幼少期、気づいたらかっぱの沼に足を取られてました。探しましたもん、近所の川とか池とか「いそうなところ」を。棒きれで茂みをガサゴソしながら「かっぱさ~ん‥‥」とか呼びかけたりして。会えませんでしたけどね、結局。でも、いまだに「誰に会いたいですか」と聞かれたら「かっぱ」って答えると思う。だって大人になったいまも、こうして「かっぱのグッズ」を集め続けてるし‥‥。今日みなさんにお見せするのは、中でも宝物。火事になったら真っ先に抱えて逃げるやつです。自分には、ゆるぎない「かっぱの中のかっぱ」のイメージがあるんですよ。あたまの中に「理想のかっぱ」が住んでいる。そのかっぱは、ふたつのイメージを持っています。それは「かわいらしさ、ファニーさ」「不気味さ、気持ち悪さ」です。ぱっと見かわいらしいんだけど、ふとした瞬間めちゃくちゃ不気味。ギュッとしたくなるほどキュートなのに、どうもニオイが生臭い。そういうかっぱが、理想のかっぱ。その二面性を体現しているのが、このふたつのお宝なんです。
両方ともAmazonで買った量産品じゃなくて、メルカリで見つけた1点ものです。みなさんも学芸会とか結婚式の余興で、かっぱの役がまわってきたりしますよね。そういうときって、顔だけ量産品で済ませてあとは緑の全身タイツでいいかみたいな、適当なことしがちでしょ。「かっぱって、こんなもんだよね」的な、その雑な感じが嫌いですね。そもそも最近の量産品に、ひとこと言わせてもらっていいですか。買ってもらおうとしすぎ。気に入ってほしそうな顔をしてすぎ。ぬいぐるみでも、イラストでも、かぶりものでも何でも。かっぱって、そんなんじゃないから。かっぱを人間の側に寄せちゃダメなんです。かっぱはかっぱのままでいい。むしろこっちから寄っていかなきゃ失礼です。その点どうです、この頭像とか。寄せてないでしょ、人間に。気に入られようとしてないじゃない。むしろ死ぬほど怖いですよね。これつくった人、完成した瞬間に息絶えたんじゃないかってくらいの壮絶なクリエイション。ダウンタウンの「ごっつええ感じ」で「かっぱの親子」ってコントがあったんです。あのかっぱの完成度って相当高いと思うんだけど、負けてないもんね。ああ、こういう話がしてみたいなあ。同好の士と。かっぱについて。「オレ、かっぱに会ったことあるんだけどさ」とかそういう人と。「俺がかっぱだ」とかね、面倒くせえだろうなあ(笑)。でもね、語り合ってみたいんです。飲めないけど、かっぱの黄桜でも酌み交わしながら。朝まで、かっぱの話を。
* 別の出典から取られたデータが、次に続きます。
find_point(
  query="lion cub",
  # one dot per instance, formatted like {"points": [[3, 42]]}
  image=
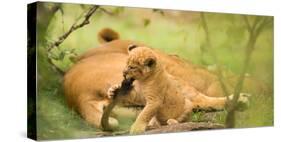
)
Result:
{"points": [[164, 101]]}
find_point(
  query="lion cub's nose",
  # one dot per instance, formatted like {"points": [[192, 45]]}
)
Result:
{"points": [[125, 72], [131, 47]]}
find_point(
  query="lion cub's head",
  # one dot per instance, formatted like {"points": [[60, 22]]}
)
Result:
{"points": [[141, 63]]}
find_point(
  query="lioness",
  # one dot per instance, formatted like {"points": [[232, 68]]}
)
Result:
{"points": [[167, 98], [86, 83]]}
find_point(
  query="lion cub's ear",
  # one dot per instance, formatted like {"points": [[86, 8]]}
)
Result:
{"points": [[131, 47], [150, 62]]}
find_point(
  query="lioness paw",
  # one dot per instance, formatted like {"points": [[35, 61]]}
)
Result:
{"points": [[111, 92]]}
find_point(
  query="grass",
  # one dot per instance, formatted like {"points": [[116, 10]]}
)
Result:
{"points": [[173, 34]]}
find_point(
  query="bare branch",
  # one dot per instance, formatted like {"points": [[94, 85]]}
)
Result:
{"points": [[208, 41], [106, 11], [74, 27]]}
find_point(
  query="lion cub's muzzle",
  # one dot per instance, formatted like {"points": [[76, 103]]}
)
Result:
{"points": [[126, 75]]}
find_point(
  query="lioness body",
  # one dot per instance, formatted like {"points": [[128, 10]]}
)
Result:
{"points": [[86, 83]]}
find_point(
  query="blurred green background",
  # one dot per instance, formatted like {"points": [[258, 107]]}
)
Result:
{"points": [[173, 32]]}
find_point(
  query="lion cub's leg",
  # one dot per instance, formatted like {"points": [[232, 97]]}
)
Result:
{"points": [[187, 111], [145, 116], [154, 123], [91, 110]]}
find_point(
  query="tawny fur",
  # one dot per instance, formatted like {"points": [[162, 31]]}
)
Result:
{"points": [[87, 81], [168, 100]]}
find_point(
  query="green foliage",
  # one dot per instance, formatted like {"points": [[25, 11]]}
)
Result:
{"points": [[165, 31]]}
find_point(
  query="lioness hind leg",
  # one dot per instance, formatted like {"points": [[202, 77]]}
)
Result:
{"points": [[154, 123], [172, 121], [92, 111], [201, 101]]}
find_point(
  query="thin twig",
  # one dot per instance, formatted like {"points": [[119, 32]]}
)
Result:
{"points": [[208, 41], [74, 27], [255, 31], [106, 11]]}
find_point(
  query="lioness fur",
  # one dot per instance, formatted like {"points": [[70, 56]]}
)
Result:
{"points": [[86, 83]]}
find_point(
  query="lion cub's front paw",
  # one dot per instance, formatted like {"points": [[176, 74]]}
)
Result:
{"points": [[111, 92], [244, 98], [137, 128], [172, 121]]}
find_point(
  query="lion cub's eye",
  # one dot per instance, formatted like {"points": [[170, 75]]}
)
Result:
{"points": [[131, 68]]}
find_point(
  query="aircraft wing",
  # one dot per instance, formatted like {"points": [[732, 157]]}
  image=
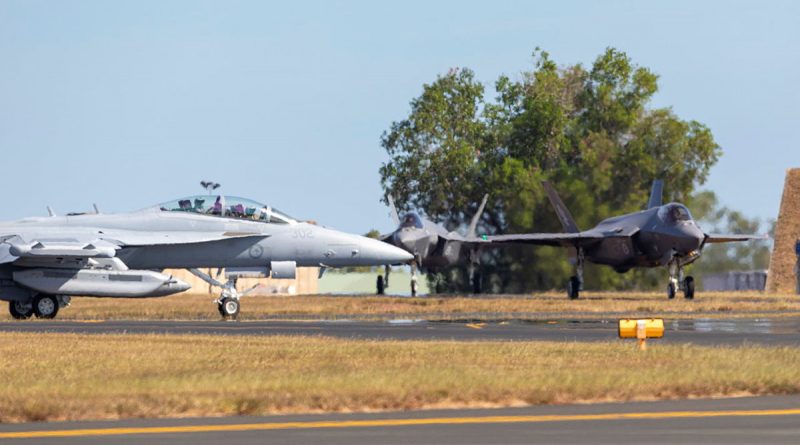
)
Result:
{"points": [[548, 239], [75, 247], [716, 238], [138, 238]]}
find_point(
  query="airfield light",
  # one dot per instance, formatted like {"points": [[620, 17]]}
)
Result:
{"points": [[641, 330]]}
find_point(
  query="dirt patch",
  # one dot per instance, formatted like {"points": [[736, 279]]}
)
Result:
{"points": [[782, 276]]}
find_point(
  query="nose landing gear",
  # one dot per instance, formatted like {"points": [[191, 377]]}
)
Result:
{"points": [[575, 283], [42, 306], [678, 282], [228, 303]]}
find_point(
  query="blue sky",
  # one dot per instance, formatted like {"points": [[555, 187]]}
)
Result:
{"points": [[127, 104]]}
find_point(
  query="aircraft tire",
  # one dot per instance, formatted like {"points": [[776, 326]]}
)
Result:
{"points": [[573, 288], [45, 306], [688, 288], [477, 285], [671, 290], [229, 307], [380, 285], [19, 311]]}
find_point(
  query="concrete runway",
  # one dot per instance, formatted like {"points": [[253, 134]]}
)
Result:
{"points": [[776, 331], [726, 421]]}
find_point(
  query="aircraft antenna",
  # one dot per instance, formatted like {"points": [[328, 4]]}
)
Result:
{"points": [[210, 186]]}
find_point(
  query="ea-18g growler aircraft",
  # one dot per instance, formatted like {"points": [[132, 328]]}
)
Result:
{"points": [[661, 235], [46, 260]]}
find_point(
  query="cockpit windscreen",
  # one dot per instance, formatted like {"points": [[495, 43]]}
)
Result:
{"points": [[411, 220], [674, 213], [228, 207]]}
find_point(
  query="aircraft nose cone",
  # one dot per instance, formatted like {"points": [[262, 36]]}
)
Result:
{"points": [[378, 252], [694, 237], [178, 285]]}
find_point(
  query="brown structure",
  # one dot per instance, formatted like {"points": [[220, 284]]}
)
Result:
{"points": [[305, 283], [782, 276]]}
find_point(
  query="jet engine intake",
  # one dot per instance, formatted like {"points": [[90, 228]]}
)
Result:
{"points": [[283, 269]]}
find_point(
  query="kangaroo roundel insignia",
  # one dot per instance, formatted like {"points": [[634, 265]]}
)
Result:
{"points": [[256, 251]]}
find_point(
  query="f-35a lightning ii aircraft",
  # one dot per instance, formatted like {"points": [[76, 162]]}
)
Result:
{"points": [[433, 246], [44, 261], [661, 235]]}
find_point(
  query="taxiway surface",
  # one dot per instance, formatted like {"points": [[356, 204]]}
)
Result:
{"points": [[722, 421], [777, 331]]}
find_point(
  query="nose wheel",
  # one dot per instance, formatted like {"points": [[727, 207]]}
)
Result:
{"points": [[229, 308], [575, 283], [228, 303], [677, 282]]}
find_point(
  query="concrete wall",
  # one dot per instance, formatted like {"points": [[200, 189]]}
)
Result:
{"points": [[782, 265], [754, 280], [305, 283]]}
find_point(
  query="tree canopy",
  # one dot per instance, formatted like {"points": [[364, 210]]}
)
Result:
{"points": [[589, 130]]}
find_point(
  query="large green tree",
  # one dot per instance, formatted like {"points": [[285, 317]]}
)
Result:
{"points": [[590, 131]]}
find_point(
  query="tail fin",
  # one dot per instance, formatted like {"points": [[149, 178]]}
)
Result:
{"points": [[473, 225], [655, 194], [561, 210], [393, 211]]}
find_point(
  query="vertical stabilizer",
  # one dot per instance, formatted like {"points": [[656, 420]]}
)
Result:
{"points": [[393, 211], [561, 210], [473, 225], [656, 194]]}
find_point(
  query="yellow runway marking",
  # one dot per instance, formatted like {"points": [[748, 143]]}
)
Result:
{"points": [[391, 422]]}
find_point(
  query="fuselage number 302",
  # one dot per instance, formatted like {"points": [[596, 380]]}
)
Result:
{"points": [[303, 233]]}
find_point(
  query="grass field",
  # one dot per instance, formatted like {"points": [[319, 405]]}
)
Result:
{"points": [[540, 306], [67, 377]]}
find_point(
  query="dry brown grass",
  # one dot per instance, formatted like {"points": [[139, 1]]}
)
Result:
{"points": [[781, 276], [540, 306], [68, 377]]}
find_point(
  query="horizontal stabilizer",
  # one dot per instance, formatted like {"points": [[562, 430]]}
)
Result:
{"points": [[716, 238], [473, 225], [561, 210], [548, 239]]}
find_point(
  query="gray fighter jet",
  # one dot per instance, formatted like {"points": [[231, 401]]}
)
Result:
{"points": [[46, 260], [433, 246], [661, 235]]}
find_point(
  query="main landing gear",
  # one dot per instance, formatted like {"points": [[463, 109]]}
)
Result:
{"points": [[228, 303], [42, 306], [383, 281], [575, 283], [677, 282], [414, 268]]}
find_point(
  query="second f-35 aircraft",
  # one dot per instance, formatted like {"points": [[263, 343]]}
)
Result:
{"points": [[433, 246], [661, 235]]}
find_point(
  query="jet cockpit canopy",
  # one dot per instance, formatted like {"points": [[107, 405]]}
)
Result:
{"points": [[227, 207], [411, 220], [674, 213]]}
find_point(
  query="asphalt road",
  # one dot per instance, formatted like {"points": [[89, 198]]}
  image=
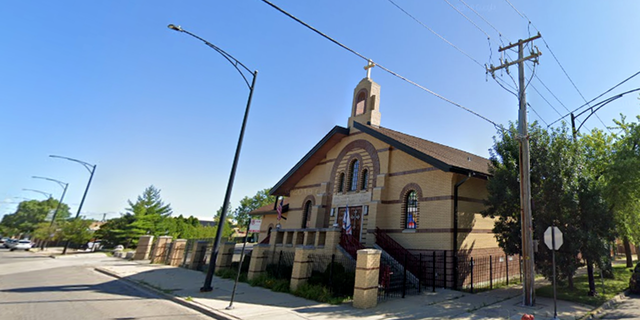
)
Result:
{"points": [[629, 308], [39, 287]]}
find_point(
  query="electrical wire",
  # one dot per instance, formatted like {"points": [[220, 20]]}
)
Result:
{"points": [[555, 58], [437, 34], [600, 95], [497, 126]]}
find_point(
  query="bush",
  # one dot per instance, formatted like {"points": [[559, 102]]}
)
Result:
{"points": [[340, 282], [266, 281], [279, 272]]}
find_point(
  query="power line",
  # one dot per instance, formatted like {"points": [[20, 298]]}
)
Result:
{"points": [[439, 36], [462, 14], [555, 58], [381, 67], [600, 95]]}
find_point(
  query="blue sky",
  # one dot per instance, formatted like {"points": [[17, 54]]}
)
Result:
{"points": [[106, 82]]}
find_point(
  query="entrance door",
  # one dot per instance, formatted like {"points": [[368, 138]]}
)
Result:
{"points": [[355, 215]]}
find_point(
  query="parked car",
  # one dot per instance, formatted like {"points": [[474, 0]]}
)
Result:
{"points": [[9, 243], [21, 245], [634, 282]]}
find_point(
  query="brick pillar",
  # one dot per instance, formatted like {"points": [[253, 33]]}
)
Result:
{"points": [[301, 267], [365, 292], [225, 255], [160, 249], [198, 254], [258, 263], [333, 239], [176, 256], [143, 249]]}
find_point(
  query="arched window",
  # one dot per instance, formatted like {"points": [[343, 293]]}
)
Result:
{"points": [[365, 179], [341, 183], [411, 209], [361, 102], [353, 182], [306, 215]]}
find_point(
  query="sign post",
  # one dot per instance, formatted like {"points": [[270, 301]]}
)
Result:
{"points": [[553, 240]]}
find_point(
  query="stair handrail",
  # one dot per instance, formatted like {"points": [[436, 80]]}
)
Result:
{"points": [[398, 252], [350, 244]]}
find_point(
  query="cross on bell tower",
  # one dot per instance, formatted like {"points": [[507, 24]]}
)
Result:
{"points": [[366, 101]]}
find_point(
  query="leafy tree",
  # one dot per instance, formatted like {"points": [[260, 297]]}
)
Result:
{"points": [[261, 198], [557, 188], [76, 231], [622, 183]]}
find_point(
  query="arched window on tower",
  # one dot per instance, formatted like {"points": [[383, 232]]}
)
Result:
{"points": [[365, 179], [411, 209], [361, 103], [306, 215], [353, 182]]}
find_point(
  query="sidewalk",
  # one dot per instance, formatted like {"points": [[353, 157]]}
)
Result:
{"points": [[182, 285]]}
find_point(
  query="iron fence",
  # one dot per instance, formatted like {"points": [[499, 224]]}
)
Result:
{"points": [[280, 264], [335, 272]]}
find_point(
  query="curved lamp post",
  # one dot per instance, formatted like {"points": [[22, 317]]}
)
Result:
{"points": [[92, 169], [242, 69], [46, 194], [62, 185]]}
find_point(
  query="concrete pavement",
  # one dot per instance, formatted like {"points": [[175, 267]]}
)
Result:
{"points": [[251, 302]]}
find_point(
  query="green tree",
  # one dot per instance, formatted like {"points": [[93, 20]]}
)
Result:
{"points": [[557, 188], [76, 231], [260, 199]]}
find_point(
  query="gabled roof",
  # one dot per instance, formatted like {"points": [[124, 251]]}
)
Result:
{"points": [[445, 158], [440, 156], [270, 209], [309, 161]]}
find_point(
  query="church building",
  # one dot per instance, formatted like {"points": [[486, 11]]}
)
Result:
{"points": [[423, 195]]}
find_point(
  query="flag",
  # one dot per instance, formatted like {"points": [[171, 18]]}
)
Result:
{"points": [[280, 209], [346, 221]]}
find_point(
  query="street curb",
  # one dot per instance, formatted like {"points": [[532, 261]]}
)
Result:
{"points": [[605, 306], [189, 304]]}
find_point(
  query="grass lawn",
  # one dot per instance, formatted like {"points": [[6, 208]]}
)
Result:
{"points": [[612, 287]]}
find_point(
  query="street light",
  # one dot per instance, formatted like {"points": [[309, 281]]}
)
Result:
{"points": [[92, 169], [64, 186], [46, 194], [214, 254]]}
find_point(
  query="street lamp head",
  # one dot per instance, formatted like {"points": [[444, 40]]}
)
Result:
{"points": [[174, 27]]}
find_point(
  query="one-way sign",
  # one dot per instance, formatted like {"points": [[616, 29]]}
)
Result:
{"points": [[550, 234]]}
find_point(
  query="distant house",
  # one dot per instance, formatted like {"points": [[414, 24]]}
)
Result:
{"points": [[94, 226], [208, 223]]}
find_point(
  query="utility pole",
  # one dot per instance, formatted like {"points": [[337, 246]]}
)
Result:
{"points": [[525, 181]]}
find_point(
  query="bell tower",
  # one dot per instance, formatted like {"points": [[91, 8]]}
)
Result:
{"points": [[365, 107]]}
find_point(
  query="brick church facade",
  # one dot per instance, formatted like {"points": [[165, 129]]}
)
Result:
{"points": [[424, 195]]}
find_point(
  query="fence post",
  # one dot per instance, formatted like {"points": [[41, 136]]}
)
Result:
{"points": [[455, 270], [444, 269], [490, 272], [471, 274], [404, 278], [278, 267], [420, 273], [434, 271], [506, 260], [365, 292], [520, 264], [333, 259], [144, 248]]}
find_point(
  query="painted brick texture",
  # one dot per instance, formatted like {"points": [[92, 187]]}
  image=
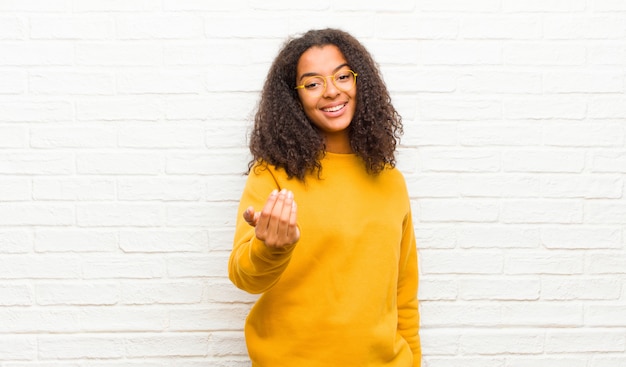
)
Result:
{"points": [[123, 142]]}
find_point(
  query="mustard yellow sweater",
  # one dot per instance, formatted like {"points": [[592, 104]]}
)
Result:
{"points": [[346, 294]]}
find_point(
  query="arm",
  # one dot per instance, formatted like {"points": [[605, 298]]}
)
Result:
{"points": [[408, 313], [263, 240]]}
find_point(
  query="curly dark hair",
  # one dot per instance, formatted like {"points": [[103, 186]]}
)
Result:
{"points": [[283, 135]]}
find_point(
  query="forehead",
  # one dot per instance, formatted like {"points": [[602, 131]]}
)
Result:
{"points": [[320, 60]]}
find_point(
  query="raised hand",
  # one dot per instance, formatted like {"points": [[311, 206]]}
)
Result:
{"points": [[276, 225]]}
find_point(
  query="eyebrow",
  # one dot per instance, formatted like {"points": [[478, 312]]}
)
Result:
{"points": [[316, 74]]}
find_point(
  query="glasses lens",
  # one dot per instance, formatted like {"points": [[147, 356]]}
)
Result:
{"points": [[344, 80], [315, 85]]}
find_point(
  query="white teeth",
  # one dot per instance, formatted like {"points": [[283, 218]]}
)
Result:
{"points": [[333, 109]]}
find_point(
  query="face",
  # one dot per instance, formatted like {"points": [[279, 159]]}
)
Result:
{"points": [[332, 109]]}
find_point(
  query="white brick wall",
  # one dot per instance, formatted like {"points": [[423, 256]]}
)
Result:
{"points": [[123, 138]]}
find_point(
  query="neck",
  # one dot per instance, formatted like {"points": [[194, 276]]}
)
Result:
{"points": [[338, 143]]}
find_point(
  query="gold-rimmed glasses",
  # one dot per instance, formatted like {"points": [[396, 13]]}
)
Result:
{"points": [[315, 85]]}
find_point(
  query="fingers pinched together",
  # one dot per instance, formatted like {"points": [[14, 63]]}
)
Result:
{"points": [[276, 225]]}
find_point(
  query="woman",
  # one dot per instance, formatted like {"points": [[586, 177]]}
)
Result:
{"points": [[338, 271]]}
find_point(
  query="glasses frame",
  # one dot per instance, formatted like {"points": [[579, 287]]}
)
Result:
{"points": [[302, 86]]}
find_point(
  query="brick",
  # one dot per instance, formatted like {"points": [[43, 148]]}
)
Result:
{"points": [[582, 238], [39, 267], [540, 315], [540, 108], [113, 214], [501, 27], [124, 267], [533, 263], [163, 241], [468, 210], [440, 341], [505, 343], [18, 348], [603, 134], [607, 53], [477, 81], [35, 111], [609, 161], [27, 214], [433, 185], [212, 265], [213, 162], [553, 160], [460, 53], [542, 211], [606, 263], [160, 189], [15, 189], [201, 5], [13, 82], [16, 295], [71, 82], [224, 188], [161, 293], [75, 27], [38, 320], [12, 28], [605, 315], [217, 317], [96, 189], [135, 27], [440, 315], [116, 6], [132, 53], [151, 135], [119, 163], [585, 341], [459, 160], [437, 289], [607, 107], [36, 6], [571, 289], [541, 54], [160, 83], [54, 347], [73, 137], [201, 215], [165, 345], [432, 236], [395, 26], [16, 241], [589, 187], [244, 26], [543, 6], [458, 6], [76, 294], [76, 240], [123, 319], [568, 27], [461, 262], [605, 212], [37, 54], [498, 237], [139, 108], [509, 186]]}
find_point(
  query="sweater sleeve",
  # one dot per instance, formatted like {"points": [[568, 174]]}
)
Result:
{"points": [[252, 266], [408, 313]]}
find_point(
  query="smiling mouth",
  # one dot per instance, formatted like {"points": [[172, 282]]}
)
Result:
{"points": [[334, 108]]}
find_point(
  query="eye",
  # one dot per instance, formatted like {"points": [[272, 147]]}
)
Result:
{"points": [[313, 83]]}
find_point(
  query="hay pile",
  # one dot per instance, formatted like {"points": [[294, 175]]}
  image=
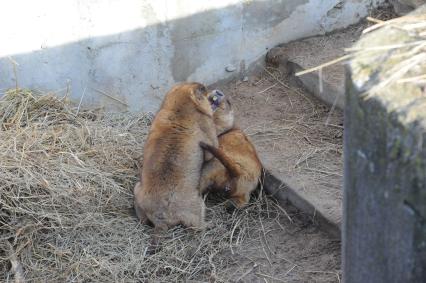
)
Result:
{"points": [[66, 197]]}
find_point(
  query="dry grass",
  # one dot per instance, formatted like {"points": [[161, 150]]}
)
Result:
{"points": [[409, 55], [66, 202]]}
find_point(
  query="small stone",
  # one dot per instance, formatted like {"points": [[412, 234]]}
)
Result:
{"points": [[230, 68]]}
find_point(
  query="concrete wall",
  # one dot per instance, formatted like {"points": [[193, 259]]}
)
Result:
{"points": [[134, 50], [384, 227]]}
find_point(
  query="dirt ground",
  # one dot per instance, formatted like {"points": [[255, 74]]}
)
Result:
{"points": [[288, 129], [66, 204], [297, 136]]}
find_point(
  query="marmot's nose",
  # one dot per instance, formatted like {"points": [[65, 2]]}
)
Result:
{"points": [[218, 93]]}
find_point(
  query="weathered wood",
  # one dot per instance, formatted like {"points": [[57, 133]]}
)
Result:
{"points": [[384, 226]]}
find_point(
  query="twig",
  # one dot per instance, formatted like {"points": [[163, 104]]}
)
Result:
{"points": [[247, 272], [329, 63], [270, 277], [285, 212], [110, 96], [16, 269], [268, 88], [14, 64]]}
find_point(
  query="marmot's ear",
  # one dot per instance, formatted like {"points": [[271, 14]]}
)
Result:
{"points": [[199, 97], [199, 92]]}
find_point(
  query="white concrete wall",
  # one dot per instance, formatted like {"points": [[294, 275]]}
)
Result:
{"points": [[135, 50]]}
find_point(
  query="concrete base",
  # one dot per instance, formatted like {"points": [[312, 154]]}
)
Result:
{"points": [[284, 192]]}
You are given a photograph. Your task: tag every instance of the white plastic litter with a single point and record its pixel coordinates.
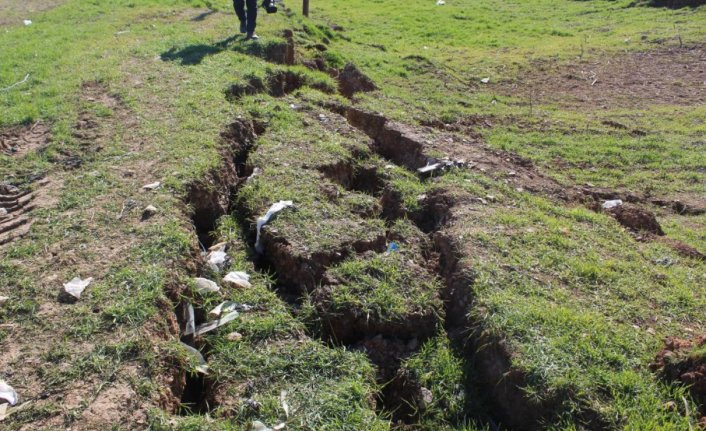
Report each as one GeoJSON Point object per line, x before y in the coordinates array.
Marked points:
{"type": "Point", "coordinates": [152, 186]}
{"type": "Point", "coordinates": [259, 426]}
{"type": "Point", "coordinates": [76, 286]}
{"type": "Point", "coordinates": [217, 260]}
{"type": "Point", "coordinates": [612, 204]}
{"type": "Point", "coordinates": [7, 393]}
{"type": "Point", "coordinates": [203, 366]}
{"type": "Point", "coordinates": [274, 209]}
{"type": "Point", "coordinates": [224, 307]}
{"type": "Point", "coordinates": [204, 285]}
{"type": "Point", "coordinates": [283, 403]}
{"type": "Point", "coordinates": [210, 326]}
{"type": "Point", "coordinates": [190, 320]}
{"type": "Point", "coordinates": [237, 279]}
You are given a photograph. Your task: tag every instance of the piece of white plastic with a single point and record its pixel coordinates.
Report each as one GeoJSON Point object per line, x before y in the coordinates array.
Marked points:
{"type": "Point", "coordinates": [259, 426]}
{"type": "Point", "coordinates": [152, 186]}
{"type": "Point", "coordinates": [7, 393]}
{"type": "Point", "coordinates": [612, 204]}
{"type": "Point", "coordinates": [237, 279]}
{"type": "Point", "coordinates": [217, 260]}
{"type": "Point", "coordinates": [274, 209]}
{"type": "Point", "coordinates": [210, 326]}
{"type": "Point", "coordinates": [203, 366]}
{"type": "Point", "coordinates": [204, 285]}
{"type": "Point", "coordinates": [190, 320]}
{"type": "Point", "coordinates": [76, 286]}
{"type": "Point", "coordinates": [222, 308]}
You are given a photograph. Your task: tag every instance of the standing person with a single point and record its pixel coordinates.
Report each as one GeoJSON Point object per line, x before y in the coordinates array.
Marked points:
{"type": "Point", "coordinates": [248, 20]}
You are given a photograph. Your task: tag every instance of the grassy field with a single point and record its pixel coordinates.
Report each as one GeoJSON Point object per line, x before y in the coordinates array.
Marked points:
{"type": "Point", "coordinates": [496, 294]}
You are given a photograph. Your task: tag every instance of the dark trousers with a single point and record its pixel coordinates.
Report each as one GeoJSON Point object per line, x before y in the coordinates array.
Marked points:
{"type": "Point", "coordinates": [249, 18]}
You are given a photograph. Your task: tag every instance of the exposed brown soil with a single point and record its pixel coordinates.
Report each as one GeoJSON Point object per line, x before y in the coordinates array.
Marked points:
{"type": "Point", "coordinates": [14, 206]}
{"type": "Point", "coordinates": [636, 219]}
{"type": "Point", "coordinates": [675, 76]}
{"type": "Point", "coordinates": [352, 81]}
{"type": "Point", "coordinates": [684, 361]}
{"type": "Point", "coordinates": [18, 141]}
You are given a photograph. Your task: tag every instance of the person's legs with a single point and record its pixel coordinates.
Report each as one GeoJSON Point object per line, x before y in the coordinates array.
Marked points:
{"type": "Point", "coordinates": [252, 16]}
{"type": "Point", "coordinates": [239, 6]}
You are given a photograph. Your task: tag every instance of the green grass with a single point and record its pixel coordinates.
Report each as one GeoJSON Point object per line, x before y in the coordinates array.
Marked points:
{"type": "Point", "coordinates": [582, 307]}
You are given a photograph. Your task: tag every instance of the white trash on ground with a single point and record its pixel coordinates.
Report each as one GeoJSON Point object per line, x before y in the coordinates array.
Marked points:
{"type": "Point", "coordinates": [612, 204]}
{"type": "Point", "coordinates": [237, 279]}
{"type": "Point", "coordinates": [7, 393]}
{"type": "Point", "coordinates": [222, 308]}
{"type": "Point", "coordinates": [217, 260]}
{"type": "Point", "coordinates": [190, 320]}
{"type": "Point", "coordinates": [213, 324]}
{"type": "Point", "coordinates": [152, 186]}
{"type": "Point", "coordinates": [204, 285]}
{"type": "Point", "coordinates": [274, 209]}
{"type": "Point", "coordinates": [74, 288]}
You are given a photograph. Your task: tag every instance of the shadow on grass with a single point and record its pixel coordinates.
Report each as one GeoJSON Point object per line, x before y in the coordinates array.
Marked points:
{"type": "Point", "coordinates": [276, 51]}
{"type": "Point", "coordinates": [194, 54]}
舌鋒が鋭い! かっぱに関して。苦言を呈している! 量産型のかっぱに対して。それだけ譲れない何かがあるんでしょうね、かっぱについては。加賀美さんって比較的テンションの乱高下しない人だと思ってたんですが、いいと思います! かっぱに捧げるマグマのような情熱にふれ、心を大きく動かされました。正直かっぱについては興味がアレでしたが、がぜん気になっている自分がいます。

加賀美さんの「カッコいい」

麦わら帽子にグラフィティのステッカーhat

夏の日差しが強い日などには麦わら帽子が役に立つと思うんですけど、「ちょっとダサいかな?」と躊躇してしまうことがありますよね。そんなとき、グラフィティのステッカーを貼ってみてください。あっという間にストリート感が出ます。これ、マジでおすすめします。カッコいい。